Despite clear evidence of genocide, the international community failed to stop it. The US engaged in semantics, attempting to distinguish genocide from acts of genocide. France sent a force to actively fight the rebels, delaying their victory and prolonging the life of the genocidal regime. Led by Paul Kagame, the RPF itself ultimately removed the Hutu extremists from power. With this victory, Hutus fled the country in droves. In neighboring states, international agencies established refugee camps for these Hutus. Cholera was rampant, and there was much suffering and death during the mass exodus. The media failed to provide context in its coverage of the exodus, essentially equating it with the genocide and casting Hutus as victims. Worse still, killers were not segregated from innocent refugees. As a result, Hutu Power, taking advantage of international aid, continued to operate from the camps.

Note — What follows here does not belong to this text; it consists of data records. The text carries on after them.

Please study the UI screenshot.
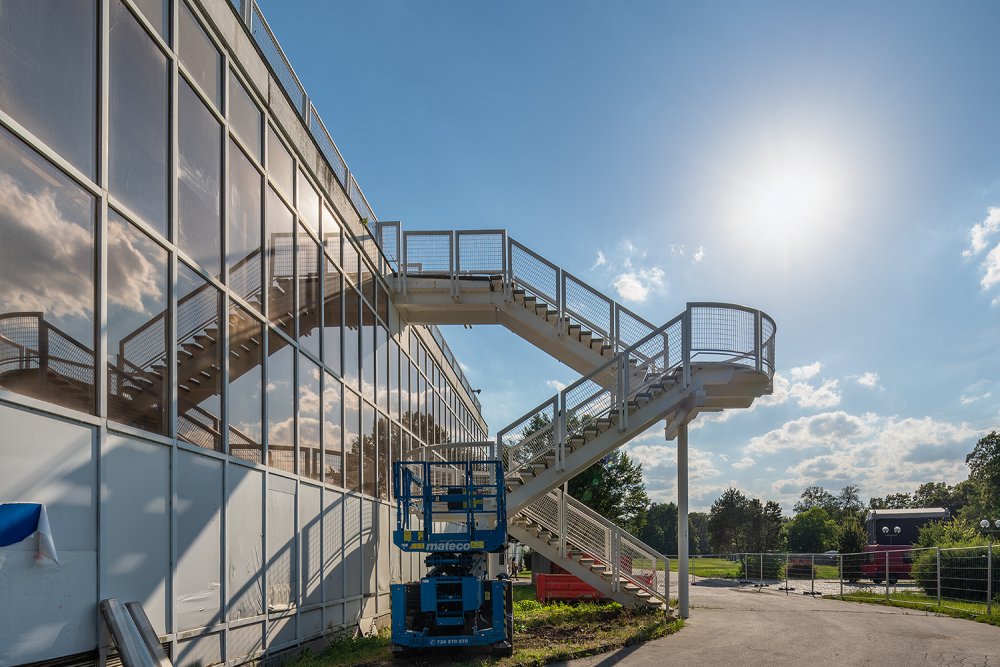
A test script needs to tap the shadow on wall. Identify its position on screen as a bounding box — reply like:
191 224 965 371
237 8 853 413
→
0 407 392 665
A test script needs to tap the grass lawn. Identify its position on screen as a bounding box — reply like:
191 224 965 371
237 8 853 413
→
670 558 740 579
824 591 1000 626
292 586 684 667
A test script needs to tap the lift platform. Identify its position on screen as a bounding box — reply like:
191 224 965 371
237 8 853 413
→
390 461 513 655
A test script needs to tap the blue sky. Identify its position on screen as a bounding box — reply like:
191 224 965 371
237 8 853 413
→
261 0 1000 509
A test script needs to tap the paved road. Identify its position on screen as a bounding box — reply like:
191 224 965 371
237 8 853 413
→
569 580 1000 667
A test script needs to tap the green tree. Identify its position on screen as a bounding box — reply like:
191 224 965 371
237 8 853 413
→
837 484 865 518
794 486 838 516
569 450 649 534
688 512 712 554
868 493 913 510
837 514 868 581
965 431 1000 515
785 507 837 553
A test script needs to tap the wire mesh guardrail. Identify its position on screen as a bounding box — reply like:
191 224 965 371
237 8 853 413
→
672 545 1000 616
522 489 670 603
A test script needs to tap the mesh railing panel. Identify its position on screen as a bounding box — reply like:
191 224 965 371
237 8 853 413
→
403 232 452 275
510 241 559 305
691 306 756 366
455 232 504 275
563 273 615 339
251 2 306 114
617 306 657 348
309 108 347 183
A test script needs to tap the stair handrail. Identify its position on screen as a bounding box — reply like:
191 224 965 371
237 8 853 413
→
518 489 670 603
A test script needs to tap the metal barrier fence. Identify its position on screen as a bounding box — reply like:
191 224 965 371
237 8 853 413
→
670 545 1000 616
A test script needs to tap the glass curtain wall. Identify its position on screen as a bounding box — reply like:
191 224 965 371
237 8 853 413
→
0 0 485 499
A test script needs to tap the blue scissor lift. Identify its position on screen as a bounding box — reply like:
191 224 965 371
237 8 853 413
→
390 460 513 655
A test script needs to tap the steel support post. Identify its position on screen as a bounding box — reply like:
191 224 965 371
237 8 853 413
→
882 551 889 602
937 547 941 607
677 424 691 618
986 542 993 616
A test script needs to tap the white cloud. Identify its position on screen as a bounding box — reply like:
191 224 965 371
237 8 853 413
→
789 380 840 408
788 361 823 380
962 206 1000 257
545 380 566 391
856 371 878 389
979 243 1000 289
612 266 665 302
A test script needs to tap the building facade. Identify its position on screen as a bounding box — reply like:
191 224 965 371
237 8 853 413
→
0 0 487 665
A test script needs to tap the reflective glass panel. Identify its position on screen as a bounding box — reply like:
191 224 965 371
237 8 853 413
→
323 202 342 266
298 169 319 234
108 0 170 236
265 188 295 336
108 210 170 435
343 287 361 387
387 338 399 420
0 128 95 412
361 402 379 497
267 331 295 472
375 321 389 412
299 355 323 480
132 0 170 44
376 412 392 500
323 258 344 374
0 0 97 178
226 141 264 312
229 72 264 162
344 388 361 491
296 225 322 359
323 373 344 486
267 126 295 200
229 303 264 463
177 2 222 109
177 79 222 276
177 264 222 451
361 305 375 399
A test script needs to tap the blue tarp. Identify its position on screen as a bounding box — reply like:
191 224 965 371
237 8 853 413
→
0 503 42 547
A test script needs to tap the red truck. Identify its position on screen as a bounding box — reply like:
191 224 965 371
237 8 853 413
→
861 507 949 584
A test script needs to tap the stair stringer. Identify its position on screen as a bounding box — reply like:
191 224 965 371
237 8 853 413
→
394 277 611 375
507 364 769 516
507 520 650 607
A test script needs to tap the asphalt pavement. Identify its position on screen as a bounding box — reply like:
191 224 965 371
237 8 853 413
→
568 576 1000 667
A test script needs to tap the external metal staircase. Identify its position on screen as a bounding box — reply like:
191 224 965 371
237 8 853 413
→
378 223 776 605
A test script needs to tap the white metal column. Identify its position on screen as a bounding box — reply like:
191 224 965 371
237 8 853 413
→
668 423 690 618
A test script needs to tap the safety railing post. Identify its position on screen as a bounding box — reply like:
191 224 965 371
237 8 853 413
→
753 310 764 372
681 305 691 388
837 554 844 600
986 542 993 616
935 547 941 607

The new government abolished racial identity cards and sought unity. This proved challenging as Rwanda was in ruins. Tutsis, even those who left years before the genocide, returned to the country in large numbers. By the end of 1997, Rwanda’s jails were full of Hutus accused of genocide-related crimes, while the masterminds of the genocide were protected in exile. The UN established a tribunal to try those accused of war crimes, but it was initially ineffective. Rwandans found the creation of such a tribunal insulting, as their courts were open. While some killers were sentenced in the 1990s, there was limited justice at the time.

In neighboring Zaire, the dictator Mobutu aided and abetted Hutu extremists, who continued their campaign of slaughtering Tutsis. The international community only contributed to the problem as the extremists operated from its refugee camps. Meeting in Kigali, African leaders Kagame, Uganda’s Yoweri Museveni, and rebel leader Laurent-Désiré Kabila, planned to overthrow Mobutu. They and other African leaders recognized this plan as the only means to stop the genocide. The rebel forces succeeded, forcing Mobutu into exile; Kabila became the new leader of Zaire, renamed the Democratic Republic of Congo.

Thousands of Hutus, including those who took part in the early violence, returned to Rwanda after this victory. Survivors of the genocide, who received very little international help, often lived in fear. Many were rendered homeless when Hutus reclaimed homes occupied by survivors whose own homes were destroyed. Later on, US President Bill Clinton finally admitted the world’s failures to prevent the genocide and manage the refugee camps properly. However, at the time of the book’s publication, the danger of genocide remained.